Assuming the frame length is 1440, the statistical distribution of \({{E}_{{{I}_{k}}}}\phantom {\dot {i}\!}\) with the same SNR but with different iteration number is presented in Fig. 4. Although SNR = 0.9 dB is a special case, the results illustrated in Fig. 4 still represent a generic tendency: as the iteration goes on, more rounds of compression/decompression will be performed.

Fig. 4
figure 4

Statistical distribution of \(\protect {{E}_{{{I}_{k}}}}\) with SNR = 0.9 dB for different iteration number

Similarly, the statistical distribution of \(\phantom {\dot {i}\!}{{E}_{{{I}_{k}}}}\) with 8 iterations but with different SNR is presented in Fig. 5. As SNR increases, the difference among the forward state metrics \(\phantom {\dot {i}\!}{{\tilde {\alpha }}_{k}}\left ({{s}_{{{j}_{2}},k}} \right), {{j}_{2}}\in \left \{0,\cdots,7 \right \}\) becomes larger, i.e., the probability for I k to represent a larger value will increase accordingly.

Fig. 5
figure 5

Statistical distribution of \(\protect \phantom {\dot {i}\!}{{E}_{{{I}_{k}}}}\) with eight iterations for different SNR

Fig. 6
figure 6

BER performance comparison

4.2 SMC capacity

At the cost of dummy decoding complexity that performed in the compression and decompression modules, the compressed state metrics can be 5 bits quantized. As presented in Fig. 1, one I k (2-bits represented) and seven compressed metrics should be stored in the SMC for each time slot (1×2+7×5=37 bits). Compared with the conventional decoding architecture, where the quantization scheme is (10,3) and eight state metrics should be stored in the SMC (8×10=80 bits), the proposed technique have reduced the SMC capacity by 53.75%. To summarize, the SMC organization and capacity comparison are illustrated in Table 1.
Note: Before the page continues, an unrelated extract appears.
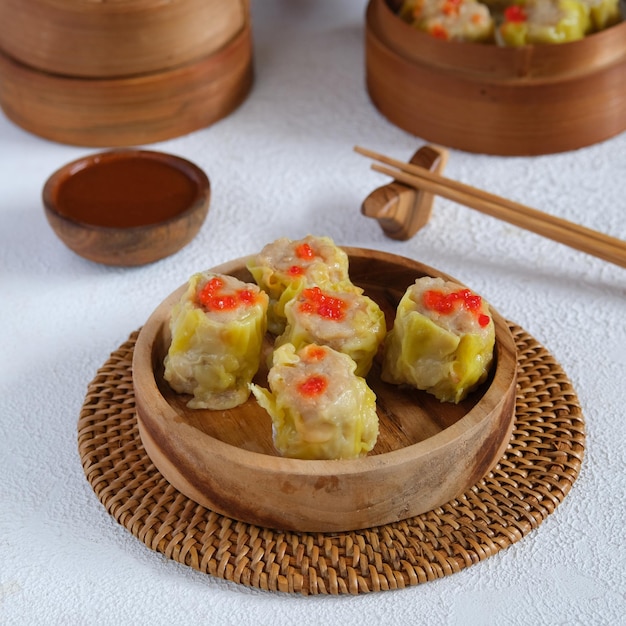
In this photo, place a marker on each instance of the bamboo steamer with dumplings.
(122, 72)
(492, 99)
Table 1 Comparison of SMC organization and capacity

4.3 BER simulation

To investigate the decoding performance of the proposed technique, the simulation environment is set as follows: for the LTE-Advanced standard defined turbo code [1], two kinds of frame length are used for demonstration (800 and 1440 bits, respectively), the code rate is 1/3, and the encoded sequences are transmitted through an AWGN channel. Three decoding algorithms, i.e., the optimal Log-MAP algorithm, the state metrics compressed decoding technique (the near optimal decoding algorithm detailed in Section 2 is implemented), and the maximum Log-MAP (Max-Log-MAP) algorithm, are used for comparison. For each frame, the employed decoding algorithm is 8 times performed iteratively. Moreover, the quantization schemes in Table 2 are adopted [911], and δ is the scaling factor [14].
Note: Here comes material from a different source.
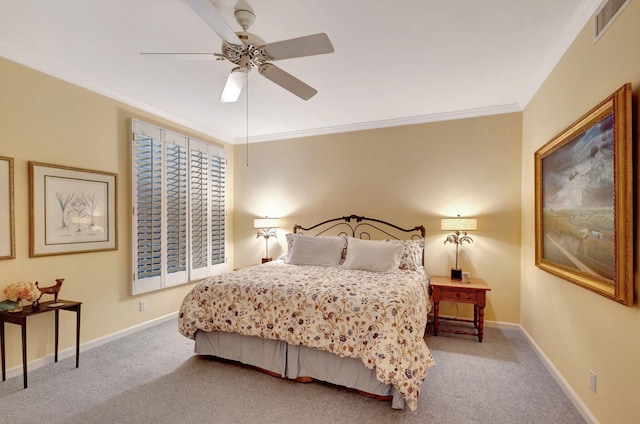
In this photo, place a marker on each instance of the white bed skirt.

Table 2 Quantization schemes adopted in the simulation

Seen from Fig. 6, the Log-MAP algorithm gets the best BER performance, about 0.2 dB superior to the Max-Log-MAP algorithm, but only slightly outperforms that of the state metrics compressed decoding technique. Thanks for the simplified max operator in Section 2, although the inserted compression and decompression modules have introduced some errors, the resulted BER loss is limited, about 0.05 dB at BER of 10−2 and then becomes smaller as SNR increase.

5 Conclusions

In the energy resource-limited applications where turbo code is adopted for data transmission, memory-reduced turbo decoder is an effective solution to reduce the overall power dissipation. In this paper, a state metrics compressed turbo decoding technique is proposed. It has been shown that, by inserting one compression and one decompression modules in the conventional decoding architecture, a quantization scheme with smaller SMC word length can be applied, and the SMC capacity is reduced by 53.75%. Dummy decoding complexity in the compression and decompression modules is analyzed in detail. In most cases of different iteration number but with the same SNR, and of different SNR with the same iteration number, one or two rounds of compression/decompression are implemented. For the LTE-Advanced standard defined turbo code, the proposed decoding technique clearly outperforms the Max-Log-MAP algorithm in BER performance, and only slightly degraded as compared with the optimal Log-MAP algorithm.